Durability of heat-treated wood increases considerably (Kamdem et al.,1999; Tjeerdsma et al. 1998). Heat-treated wood at 280 °C becomes totally resistant to decay, but its mechanical properties are strongly affected. Resistance to decay depends of the temperature and duration of treatment (Welzbacher et al. 2007; Nguila Inari et al. 2009; Šušteršic et al. 2010). Chemical modifications occurring during treatment are believed to be at the origin of durability improvement. The fact that Trametes versicolor, able to degrade lignin as well as wood polysaccharides, was unable to attack heat-treated beech wood indicates that both degradation of hemicelluloses but also chemical modifications of lignin should be involved in the improvement of durability (Hakkou et al. 2006; Lekounougou et al. 2009). Heat treatment decreases the hygroscopic character and swelling of wood (Militz 2002). This behaviour has been explained by the degradation of hemicelluloses, which are the most hygroscopic polymers in wood and by thermo-reticulation reactions observed during treatment. Contact angle measurements before and after heat treatment indicate an important increase of wood hydrophobicity (Pétrissans et al. 2003). However, even if reduction of water sorption may influence decay development, no direct correlations were determined between improvement of durability and wettability changes (Hakkou et al. 2006).

Conclusions

Modification of chemical composition of solid wood improves its properties like dimensional stability and resistance to biodegradation. Such modifications constitute attractive alternatives to classical preservation methods based on the utilisation of biocides. Among the numerous methods of chemical modifications described in the literature, only a few of them have led to developments on an industrial scale. Improvement of durability depends on the nature of the modification used. Chemical modifications performed by impregnation of different reactants into the wood structure followed by reaction of these latter ones with or without wood cell wall polymers lead to materials susceptible to be used for hazard class 3 or 4, while chemical modifications resulting from heat treatment are compatible for hazard class 2 and 3. Even if such modified woods represent only a small part of wood used currently, their utilisation becomes more and more important and will probably continue to increase in the following years. During the past decade, wood heat treatment has been successfully developed, leading to commercialisation of heat-treated products in several European countries. The development of chemically modified wood based on impregnation of chemical was more hesitant, even if some industrial production started a few years ago. It is obvious from the evolution of wood markets during recent years in Europe that utilisation of biocide-treated wood is becoming more limited due to environmental concerns. Chemically or thermally modified wood constitutes valuable alternatives to conventional preservation methods for different applications and is going to become more important. Thermally modified woods present interesting properties for applications in class use 3 corresponding to situation in which the wood is above ground exposed to weathering, while chemically modified wood, like furfurylated or acetylated woods, present performance allowing their use up to class use 4 corresponding to situation in which the wood is in direct contact with ground or fresh water.
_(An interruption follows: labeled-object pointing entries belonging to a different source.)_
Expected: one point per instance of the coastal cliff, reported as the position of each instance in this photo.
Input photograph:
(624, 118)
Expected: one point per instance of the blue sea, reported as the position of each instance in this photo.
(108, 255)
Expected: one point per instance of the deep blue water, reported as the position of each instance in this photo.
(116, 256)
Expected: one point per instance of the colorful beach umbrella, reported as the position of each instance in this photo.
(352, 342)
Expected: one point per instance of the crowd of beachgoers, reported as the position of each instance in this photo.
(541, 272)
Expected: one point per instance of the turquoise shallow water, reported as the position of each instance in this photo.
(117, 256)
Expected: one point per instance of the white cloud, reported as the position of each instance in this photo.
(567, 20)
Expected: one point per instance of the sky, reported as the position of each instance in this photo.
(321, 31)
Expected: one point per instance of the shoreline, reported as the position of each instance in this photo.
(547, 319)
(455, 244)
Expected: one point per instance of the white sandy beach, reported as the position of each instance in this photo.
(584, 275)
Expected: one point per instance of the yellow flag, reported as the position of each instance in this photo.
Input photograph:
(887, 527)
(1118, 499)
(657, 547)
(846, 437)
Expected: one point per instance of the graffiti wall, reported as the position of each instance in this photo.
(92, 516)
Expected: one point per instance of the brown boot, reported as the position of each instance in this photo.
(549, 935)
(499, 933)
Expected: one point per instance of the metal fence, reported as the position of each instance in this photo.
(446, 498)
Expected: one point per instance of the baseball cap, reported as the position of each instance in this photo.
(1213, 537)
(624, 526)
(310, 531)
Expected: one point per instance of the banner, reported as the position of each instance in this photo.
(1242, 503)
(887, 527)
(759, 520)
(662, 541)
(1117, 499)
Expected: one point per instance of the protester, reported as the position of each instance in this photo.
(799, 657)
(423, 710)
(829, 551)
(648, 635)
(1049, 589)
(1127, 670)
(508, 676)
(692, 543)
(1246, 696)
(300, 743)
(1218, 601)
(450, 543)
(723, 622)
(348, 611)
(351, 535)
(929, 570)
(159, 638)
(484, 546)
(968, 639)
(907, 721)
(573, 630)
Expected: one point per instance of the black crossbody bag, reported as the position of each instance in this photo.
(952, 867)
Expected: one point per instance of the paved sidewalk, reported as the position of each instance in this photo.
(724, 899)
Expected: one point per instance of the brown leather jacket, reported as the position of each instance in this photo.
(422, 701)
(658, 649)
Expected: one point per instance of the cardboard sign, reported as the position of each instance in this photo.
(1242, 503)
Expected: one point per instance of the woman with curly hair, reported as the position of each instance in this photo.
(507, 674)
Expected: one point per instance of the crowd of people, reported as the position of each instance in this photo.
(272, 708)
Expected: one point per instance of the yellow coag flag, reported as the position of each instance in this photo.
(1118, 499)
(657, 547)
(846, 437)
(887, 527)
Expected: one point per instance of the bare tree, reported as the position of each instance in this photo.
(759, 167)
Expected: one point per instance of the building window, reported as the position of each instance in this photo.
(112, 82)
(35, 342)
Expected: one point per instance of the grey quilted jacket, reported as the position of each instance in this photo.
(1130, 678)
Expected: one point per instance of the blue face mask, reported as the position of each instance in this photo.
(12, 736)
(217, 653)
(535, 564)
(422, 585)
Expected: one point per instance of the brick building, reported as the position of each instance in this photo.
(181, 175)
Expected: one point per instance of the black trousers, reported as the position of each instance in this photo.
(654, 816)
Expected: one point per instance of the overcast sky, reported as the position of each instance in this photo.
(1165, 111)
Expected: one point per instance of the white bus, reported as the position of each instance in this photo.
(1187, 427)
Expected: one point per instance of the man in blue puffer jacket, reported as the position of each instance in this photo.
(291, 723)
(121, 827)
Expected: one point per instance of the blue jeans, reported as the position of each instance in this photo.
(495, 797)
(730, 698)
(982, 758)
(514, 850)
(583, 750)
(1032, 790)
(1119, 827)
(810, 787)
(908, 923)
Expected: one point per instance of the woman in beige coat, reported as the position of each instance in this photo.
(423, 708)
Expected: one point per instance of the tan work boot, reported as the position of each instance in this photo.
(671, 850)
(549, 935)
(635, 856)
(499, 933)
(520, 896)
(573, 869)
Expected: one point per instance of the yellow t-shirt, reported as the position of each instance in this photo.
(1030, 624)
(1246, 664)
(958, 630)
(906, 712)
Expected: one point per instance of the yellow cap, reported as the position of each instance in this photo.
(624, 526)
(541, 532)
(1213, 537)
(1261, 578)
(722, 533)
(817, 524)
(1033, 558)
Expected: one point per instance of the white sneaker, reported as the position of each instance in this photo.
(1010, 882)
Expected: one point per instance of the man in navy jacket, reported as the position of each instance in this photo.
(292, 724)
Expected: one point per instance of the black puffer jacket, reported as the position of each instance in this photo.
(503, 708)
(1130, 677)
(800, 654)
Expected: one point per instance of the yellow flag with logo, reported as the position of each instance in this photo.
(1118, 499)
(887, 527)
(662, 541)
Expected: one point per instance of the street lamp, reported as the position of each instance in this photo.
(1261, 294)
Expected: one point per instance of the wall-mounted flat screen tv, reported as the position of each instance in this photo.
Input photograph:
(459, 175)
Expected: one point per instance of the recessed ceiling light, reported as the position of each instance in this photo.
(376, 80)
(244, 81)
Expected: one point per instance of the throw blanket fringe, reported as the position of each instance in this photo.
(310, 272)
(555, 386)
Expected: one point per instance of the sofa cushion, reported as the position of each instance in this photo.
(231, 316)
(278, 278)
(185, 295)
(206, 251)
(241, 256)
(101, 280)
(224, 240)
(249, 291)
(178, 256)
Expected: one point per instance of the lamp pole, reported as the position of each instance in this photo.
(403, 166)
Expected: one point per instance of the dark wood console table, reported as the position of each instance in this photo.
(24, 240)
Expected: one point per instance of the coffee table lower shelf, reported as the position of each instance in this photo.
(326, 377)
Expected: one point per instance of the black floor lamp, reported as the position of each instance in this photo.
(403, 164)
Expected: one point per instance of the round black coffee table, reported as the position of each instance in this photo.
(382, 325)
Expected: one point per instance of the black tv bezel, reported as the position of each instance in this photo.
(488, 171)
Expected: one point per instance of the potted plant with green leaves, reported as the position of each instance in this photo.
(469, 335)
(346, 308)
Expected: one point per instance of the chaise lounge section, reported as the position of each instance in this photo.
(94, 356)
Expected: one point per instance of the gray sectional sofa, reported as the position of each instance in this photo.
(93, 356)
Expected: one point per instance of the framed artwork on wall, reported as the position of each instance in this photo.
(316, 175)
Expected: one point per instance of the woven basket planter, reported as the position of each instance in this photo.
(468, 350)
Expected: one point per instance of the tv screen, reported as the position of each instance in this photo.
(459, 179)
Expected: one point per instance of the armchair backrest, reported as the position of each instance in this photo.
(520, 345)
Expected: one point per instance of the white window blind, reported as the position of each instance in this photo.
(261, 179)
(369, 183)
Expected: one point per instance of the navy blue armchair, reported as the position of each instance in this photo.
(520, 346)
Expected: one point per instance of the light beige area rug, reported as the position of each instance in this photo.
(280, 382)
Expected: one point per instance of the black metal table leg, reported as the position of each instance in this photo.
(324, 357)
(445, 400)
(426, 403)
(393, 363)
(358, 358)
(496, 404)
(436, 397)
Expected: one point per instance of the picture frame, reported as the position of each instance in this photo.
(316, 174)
In all cases, the increasing legislative pressure driven by environmental considerations will support the future development of new technologies, which will become more important over the next decades. Such treatments today constitute an environmentally friendly approach to classical wood preservation based on relatively new technologies, especially for chemical modifications, which should be considered in the future as a completely new industrial processes, which can impact our environment and justify full life cycle assessment. However, controlled use of biocides will remain necessary for given applications, where thermally or chemically modified woods are not suitable or for curative treatments.